For our first annual Musicians on Musicians issue (or, the “Icons on Icons” issue, as Diddy and DJ Khaled renamed it in their conversati­on), we invited some of our favorite artists to get together for intimate conversati­ons about music, life, inspiratio­n, and creativity. “You had to ignore every instinct you have as a journalist to jump in,” says senior music editor Patrick Doyle, who edited the package and moderated several of the conversati­ons. “It was almost like you weren’t supposed to be there, and that’s how we wanted it to feel. All the layers of mystery, ego, or anything else fell away when they sat down together.”

In many cases, the conversati­ons paired an artist with one of her or his biggest influences: H.E.R. and Lenny Kravitz bond over breaking industry rules as black artists; St. Vincent reveals to Metallica’s Kirk Hammett that he inspired her to put down her violin and pick up the guitar at age 10; Billie Eilish — who was two years old when Green Day’s American Idiot came out — visits her hero Billie Joe Armstrong and finds out that she’s his hero too. “I always gravitate toward music that sounds like freedom,” Billie Joe told Billie. “And that’s what I get from your music.”

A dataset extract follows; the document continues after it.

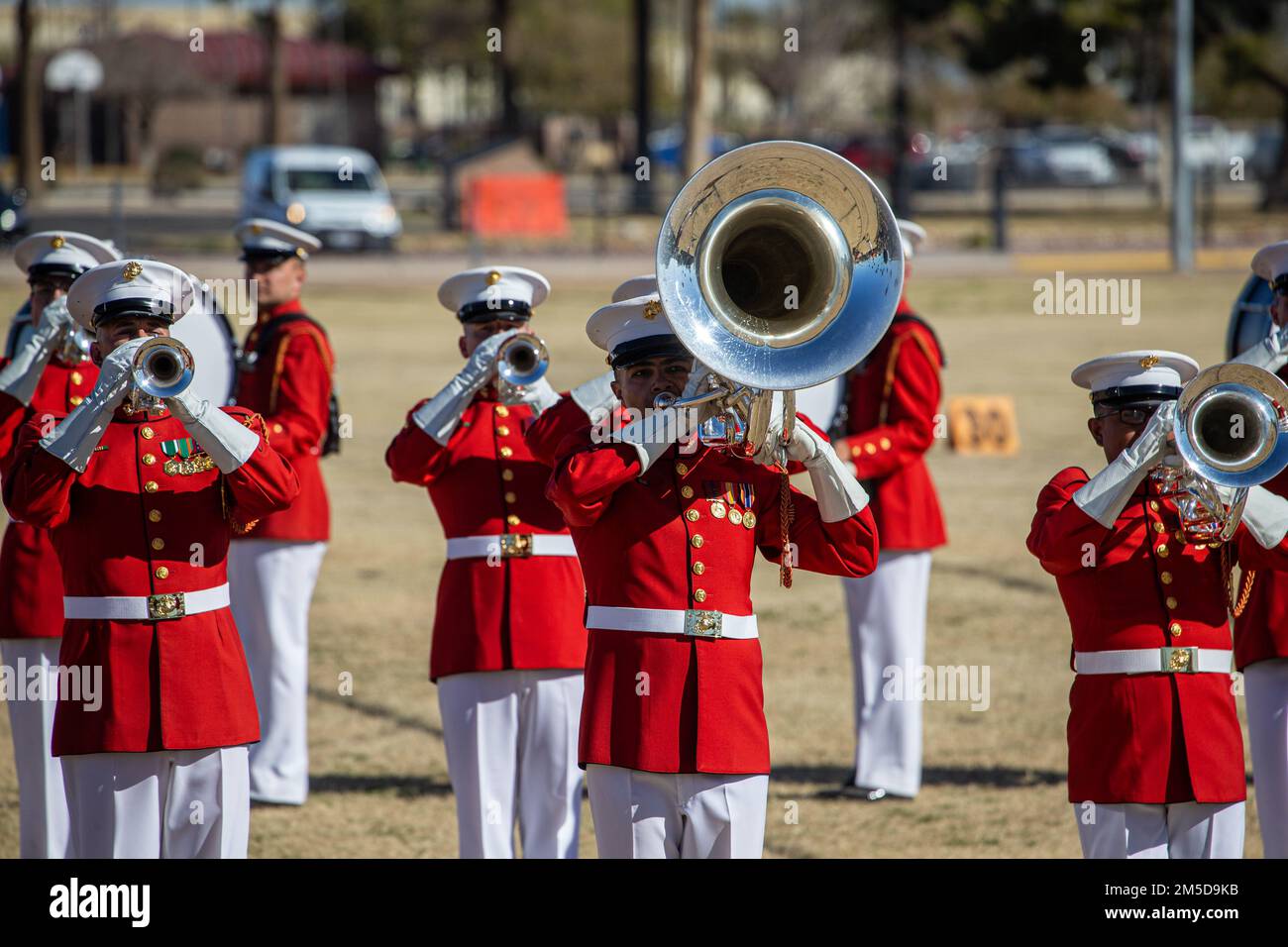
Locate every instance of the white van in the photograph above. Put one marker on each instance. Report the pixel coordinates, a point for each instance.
(335, 193)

Artists went to great lengths to make these conversati­ons happen: Brandi Carlile flew across the country from a tour stop to sit down with Bonnie Raitt; David Byrne rode his bicycle all the way across Brooklyn to talk to Tierra Whack; Elton John sat down with Lana Del Rey at his Beverly Hills home hours before a concert in Anaheim. Del Rey pulled up to his house in a pickup truck armed with 13 pages of questions she wrote on a typewriter. “She opened up to Elton in a way I’d never seen her open up to anyone,” says Doyle. “Elton had such respect for her. It didn’t feel like anyone was a superstar in that room. You were just sitting at a kitchen table talking to two people.”